Paleoconservative and former GOP presidential challenger Pat Buchanan penned a column in August 2008, amidst the Russo-Georgian conflict, posing the question, "Who is Randy Scheunemann?" Scheunemann was John McCain’s principal foreign policy advisor and is a paid lobbyist for the country of Georgia. He is a "dual loyalist," asserted Buchanan, "a foreign agent whose assignment is to get American committed to spilling the blood of her sons for client regimes who have made this moral mercenary a rich man." In examining McCain’s declaration of solidarity with Georgia, Buchanan wrote:

From January 2007 to March 2008, the McCain campaign paid Scheunemann $70,000 — pocket change compared to the $290,000 his Orion Strategies banked in those same 15 months from the Georgian regime of Mikheil Saakashvili.

What were Mikheil's marching orders to Tbilisi's man in Washington? Get Georgia a NATO war guarantee. Get America committed to fight Russia, if necessary, on behalf of Georgia.

Had [Scheunemann succeeded], U.S. soldiers and Marines from Idaho and West Virginia would be killing Russians in the Caucasus, and dying to protect Scheunemann’s client, who launched this idiotic war the night of Aug. 7. That people like Scheunemann hire themselves out to put American lives on the line for their clients is a classic corruption of American democracy.

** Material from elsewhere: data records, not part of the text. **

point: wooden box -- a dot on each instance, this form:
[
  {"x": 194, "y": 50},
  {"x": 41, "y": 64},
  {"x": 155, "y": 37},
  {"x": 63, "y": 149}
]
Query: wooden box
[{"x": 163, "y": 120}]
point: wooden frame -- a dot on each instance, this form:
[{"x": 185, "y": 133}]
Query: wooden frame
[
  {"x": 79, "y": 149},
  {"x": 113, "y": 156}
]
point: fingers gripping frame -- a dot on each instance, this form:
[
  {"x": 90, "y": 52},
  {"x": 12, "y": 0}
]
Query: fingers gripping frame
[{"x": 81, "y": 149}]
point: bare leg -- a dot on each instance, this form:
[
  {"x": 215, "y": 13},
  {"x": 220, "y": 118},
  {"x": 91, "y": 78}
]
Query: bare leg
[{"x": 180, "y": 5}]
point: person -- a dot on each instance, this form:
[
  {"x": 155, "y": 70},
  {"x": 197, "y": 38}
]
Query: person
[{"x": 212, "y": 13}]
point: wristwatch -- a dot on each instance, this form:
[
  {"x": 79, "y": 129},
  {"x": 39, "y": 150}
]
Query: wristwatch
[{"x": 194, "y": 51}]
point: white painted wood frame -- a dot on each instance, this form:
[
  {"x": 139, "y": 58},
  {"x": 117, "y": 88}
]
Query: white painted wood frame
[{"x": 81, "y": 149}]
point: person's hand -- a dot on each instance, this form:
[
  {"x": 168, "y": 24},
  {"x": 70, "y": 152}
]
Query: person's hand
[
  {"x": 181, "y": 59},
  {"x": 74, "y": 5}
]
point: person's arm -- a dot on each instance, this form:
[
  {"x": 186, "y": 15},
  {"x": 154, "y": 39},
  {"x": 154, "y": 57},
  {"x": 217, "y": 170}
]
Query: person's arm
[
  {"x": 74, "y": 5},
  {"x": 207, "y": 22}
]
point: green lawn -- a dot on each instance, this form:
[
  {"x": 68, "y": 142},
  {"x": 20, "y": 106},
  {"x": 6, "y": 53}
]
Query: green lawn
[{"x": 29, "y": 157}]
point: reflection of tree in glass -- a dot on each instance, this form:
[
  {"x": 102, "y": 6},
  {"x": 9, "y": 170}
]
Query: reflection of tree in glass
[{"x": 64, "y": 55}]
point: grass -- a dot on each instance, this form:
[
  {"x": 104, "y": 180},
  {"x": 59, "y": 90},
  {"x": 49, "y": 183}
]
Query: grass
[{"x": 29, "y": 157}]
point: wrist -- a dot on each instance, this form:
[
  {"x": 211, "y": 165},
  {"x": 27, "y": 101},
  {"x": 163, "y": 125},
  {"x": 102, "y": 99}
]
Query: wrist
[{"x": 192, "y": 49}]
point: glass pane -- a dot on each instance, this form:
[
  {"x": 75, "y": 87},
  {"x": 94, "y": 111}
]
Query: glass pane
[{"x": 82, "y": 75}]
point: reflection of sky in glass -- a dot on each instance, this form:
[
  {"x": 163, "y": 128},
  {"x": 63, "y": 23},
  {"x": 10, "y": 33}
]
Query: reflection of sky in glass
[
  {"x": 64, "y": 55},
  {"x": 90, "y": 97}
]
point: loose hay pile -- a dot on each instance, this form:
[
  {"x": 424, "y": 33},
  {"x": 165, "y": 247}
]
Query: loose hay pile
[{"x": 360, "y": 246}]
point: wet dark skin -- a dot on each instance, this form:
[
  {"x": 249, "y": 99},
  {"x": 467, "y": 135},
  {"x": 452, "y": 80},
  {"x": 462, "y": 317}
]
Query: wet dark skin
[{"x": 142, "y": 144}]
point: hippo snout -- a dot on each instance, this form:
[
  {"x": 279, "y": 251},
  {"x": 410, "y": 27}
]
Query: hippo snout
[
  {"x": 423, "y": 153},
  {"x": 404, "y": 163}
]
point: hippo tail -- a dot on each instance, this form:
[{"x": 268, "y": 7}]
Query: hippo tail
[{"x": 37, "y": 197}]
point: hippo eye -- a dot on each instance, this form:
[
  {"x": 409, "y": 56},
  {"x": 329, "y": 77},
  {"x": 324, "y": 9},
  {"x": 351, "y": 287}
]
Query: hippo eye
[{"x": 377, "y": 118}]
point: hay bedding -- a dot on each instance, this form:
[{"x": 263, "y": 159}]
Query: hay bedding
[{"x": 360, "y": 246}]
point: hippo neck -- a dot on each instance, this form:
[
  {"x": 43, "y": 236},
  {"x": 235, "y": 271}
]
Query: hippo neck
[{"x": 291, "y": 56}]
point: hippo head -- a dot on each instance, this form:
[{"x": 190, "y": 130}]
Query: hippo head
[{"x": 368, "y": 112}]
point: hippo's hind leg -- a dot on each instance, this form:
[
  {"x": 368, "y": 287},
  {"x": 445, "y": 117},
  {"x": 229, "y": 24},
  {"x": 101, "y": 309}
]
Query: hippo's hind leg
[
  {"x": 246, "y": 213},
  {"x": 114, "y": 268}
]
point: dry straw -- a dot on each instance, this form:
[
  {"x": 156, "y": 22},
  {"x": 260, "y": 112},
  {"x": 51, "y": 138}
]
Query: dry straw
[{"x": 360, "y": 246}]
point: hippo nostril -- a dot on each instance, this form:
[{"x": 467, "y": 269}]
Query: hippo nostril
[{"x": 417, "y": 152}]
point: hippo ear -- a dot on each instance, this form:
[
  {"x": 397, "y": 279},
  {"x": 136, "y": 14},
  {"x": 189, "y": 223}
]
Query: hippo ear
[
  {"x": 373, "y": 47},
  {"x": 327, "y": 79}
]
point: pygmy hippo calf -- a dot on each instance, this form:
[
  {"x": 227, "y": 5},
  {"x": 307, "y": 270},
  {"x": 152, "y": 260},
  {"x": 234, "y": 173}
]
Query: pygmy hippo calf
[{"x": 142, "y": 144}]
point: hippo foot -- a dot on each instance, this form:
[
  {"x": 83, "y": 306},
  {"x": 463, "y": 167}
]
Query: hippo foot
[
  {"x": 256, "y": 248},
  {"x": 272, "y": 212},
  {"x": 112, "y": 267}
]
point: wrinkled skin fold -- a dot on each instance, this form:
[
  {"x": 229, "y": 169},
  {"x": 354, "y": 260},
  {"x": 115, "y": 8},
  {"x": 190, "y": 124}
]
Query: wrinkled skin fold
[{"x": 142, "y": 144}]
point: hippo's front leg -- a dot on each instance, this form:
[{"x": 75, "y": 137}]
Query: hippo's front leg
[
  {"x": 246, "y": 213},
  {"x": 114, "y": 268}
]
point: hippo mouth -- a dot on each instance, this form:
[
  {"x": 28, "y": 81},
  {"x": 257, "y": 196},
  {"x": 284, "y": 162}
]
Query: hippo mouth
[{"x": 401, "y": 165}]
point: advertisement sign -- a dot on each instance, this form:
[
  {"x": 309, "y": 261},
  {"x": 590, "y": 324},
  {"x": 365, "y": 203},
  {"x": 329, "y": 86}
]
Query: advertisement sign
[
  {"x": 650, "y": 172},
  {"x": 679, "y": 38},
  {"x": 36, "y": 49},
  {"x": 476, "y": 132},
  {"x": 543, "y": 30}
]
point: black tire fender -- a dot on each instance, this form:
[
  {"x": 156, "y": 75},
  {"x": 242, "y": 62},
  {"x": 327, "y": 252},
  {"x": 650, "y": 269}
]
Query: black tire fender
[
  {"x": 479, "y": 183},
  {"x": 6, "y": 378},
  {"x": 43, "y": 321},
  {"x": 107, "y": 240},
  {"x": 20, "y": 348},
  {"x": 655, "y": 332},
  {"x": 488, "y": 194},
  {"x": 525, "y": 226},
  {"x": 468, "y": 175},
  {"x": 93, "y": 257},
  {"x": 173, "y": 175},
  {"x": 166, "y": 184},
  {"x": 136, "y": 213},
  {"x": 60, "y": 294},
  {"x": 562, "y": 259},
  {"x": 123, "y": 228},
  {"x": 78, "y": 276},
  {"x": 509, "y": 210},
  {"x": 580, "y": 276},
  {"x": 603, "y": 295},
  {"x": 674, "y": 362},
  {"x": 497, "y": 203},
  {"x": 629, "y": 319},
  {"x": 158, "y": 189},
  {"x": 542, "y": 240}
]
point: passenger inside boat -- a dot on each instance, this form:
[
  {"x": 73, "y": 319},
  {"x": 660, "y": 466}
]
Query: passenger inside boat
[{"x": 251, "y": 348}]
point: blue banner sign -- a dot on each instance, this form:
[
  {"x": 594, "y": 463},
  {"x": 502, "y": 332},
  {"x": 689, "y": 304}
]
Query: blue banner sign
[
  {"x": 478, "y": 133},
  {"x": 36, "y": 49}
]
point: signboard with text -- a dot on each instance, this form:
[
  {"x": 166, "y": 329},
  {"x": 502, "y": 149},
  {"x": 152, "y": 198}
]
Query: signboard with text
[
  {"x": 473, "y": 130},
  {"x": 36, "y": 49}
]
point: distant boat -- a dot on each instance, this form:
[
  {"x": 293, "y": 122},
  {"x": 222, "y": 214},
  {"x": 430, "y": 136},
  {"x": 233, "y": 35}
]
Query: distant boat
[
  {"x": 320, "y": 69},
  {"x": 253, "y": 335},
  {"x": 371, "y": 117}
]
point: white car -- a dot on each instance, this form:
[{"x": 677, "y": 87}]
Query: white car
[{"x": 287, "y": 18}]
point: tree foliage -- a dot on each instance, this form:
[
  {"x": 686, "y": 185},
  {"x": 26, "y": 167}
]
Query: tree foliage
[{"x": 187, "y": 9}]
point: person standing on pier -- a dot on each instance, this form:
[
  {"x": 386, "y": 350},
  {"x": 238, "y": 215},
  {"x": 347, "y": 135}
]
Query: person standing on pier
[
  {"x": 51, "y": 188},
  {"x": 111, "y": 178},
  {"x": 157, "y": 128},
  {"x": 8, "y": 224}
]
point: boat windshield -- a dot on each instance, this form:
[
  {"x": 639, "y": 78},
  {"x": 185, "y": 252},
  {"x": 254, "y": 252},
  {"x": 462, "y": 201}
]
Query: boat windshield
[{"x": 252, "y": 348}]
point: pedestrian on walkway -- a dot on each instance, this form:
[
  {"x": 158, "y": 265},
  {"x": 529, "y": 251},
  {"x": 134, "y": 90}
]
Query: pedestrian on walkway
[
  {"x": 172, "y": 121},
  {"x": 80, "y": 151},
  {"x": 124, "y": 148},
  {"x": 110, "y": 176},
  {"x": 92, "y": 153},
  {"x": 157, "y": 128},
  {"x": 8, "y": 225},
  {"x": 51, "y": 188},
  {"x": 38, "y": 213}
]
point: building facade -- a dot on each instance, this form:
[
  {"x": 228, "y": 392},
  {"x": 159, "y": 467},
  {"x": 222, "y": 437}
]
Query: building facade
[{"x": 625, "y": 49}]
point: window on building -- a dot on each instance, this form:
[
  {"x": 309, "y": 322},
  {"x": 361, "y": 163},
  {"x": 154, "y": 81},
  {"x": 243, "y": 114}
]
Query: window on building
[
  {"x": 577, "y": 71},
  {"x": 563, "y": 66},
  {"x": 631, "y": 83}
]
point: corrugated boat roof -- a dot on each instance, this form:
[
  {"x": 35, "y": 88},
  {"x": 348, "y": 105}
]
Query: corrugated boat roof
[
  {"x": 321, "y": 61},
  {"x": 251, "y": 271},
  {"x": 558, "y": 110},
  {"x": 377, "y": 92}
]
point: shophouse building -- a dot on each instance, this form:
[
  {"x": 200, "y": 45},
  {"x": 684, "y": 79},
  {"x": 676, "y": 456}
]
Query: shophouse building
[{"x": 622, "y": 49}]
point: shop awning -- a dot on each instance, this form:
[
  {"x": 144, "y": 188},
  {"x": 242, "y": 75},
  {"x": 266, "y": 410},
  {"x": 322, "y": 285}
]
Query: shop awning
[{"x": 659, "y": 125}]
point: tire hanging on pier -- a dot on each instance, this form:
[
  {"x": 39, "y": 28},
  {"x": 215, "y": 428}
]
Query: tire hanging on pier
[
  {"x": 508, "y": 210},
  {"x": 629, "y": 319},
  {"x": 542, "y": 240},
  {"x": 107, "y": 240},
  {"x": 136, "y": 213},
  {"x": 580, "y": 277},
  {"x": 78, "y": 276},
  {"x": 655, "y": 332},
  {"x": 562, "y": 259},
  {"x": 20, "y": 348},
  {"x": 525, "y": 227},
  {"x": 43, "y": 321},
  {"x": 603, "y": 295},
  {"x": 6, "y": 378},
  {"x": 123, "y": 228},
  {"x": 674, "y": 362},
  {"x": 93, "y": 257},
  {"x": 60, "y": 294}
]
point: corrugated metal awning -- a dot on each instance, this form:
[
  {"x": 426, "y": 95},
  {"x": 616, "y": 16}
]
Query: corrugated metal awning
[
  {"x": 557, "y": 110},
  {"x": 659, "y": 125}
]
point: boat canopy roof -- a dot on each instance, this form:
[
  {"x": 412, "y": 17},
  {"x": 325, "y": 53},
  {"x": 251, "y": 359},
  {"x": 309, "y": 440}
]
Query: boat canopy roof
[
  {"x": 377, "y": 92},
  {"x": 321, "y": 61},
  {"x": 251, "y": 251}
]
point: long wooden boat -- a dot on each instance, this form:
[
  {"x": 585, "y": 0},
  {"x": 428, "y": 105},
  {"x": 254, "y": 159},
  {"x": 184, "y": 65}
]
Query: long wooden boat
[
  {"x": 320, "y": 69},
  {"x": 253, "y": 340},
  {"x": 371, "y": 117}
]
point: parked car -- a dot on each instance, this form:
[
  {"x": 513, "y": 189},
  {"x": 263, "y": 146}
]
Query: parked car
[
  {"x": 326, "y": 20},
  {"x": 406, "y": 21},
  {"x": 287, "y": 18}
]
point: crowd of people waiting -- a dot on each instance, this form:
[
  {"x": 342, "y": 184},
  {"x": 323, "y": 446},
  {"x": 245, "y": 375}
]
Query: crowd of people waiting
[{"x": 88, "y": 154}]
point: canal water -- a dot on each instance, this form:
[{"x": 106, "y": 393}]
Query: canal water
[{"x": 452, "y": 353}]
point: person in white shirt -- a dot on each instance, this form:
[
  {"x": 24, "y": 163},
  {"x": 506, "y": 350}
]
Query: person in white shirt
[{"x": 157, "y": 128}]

Buchanan’s 2008 assertion relays a critical message, and that is Georgia’s entry into NATO would commit the United States to fighting for Georgia. And as he describes, if Georgia had been a part of NATO at the time of the South Ossetia conflict, the United States would have been drawn into a war against Russia.

In that respect, and in regard to Senator Paul’s bold opposition to the amendment, some critics are noting that Paul's opposition could have single-handedly prevented a U.S.-Russian war.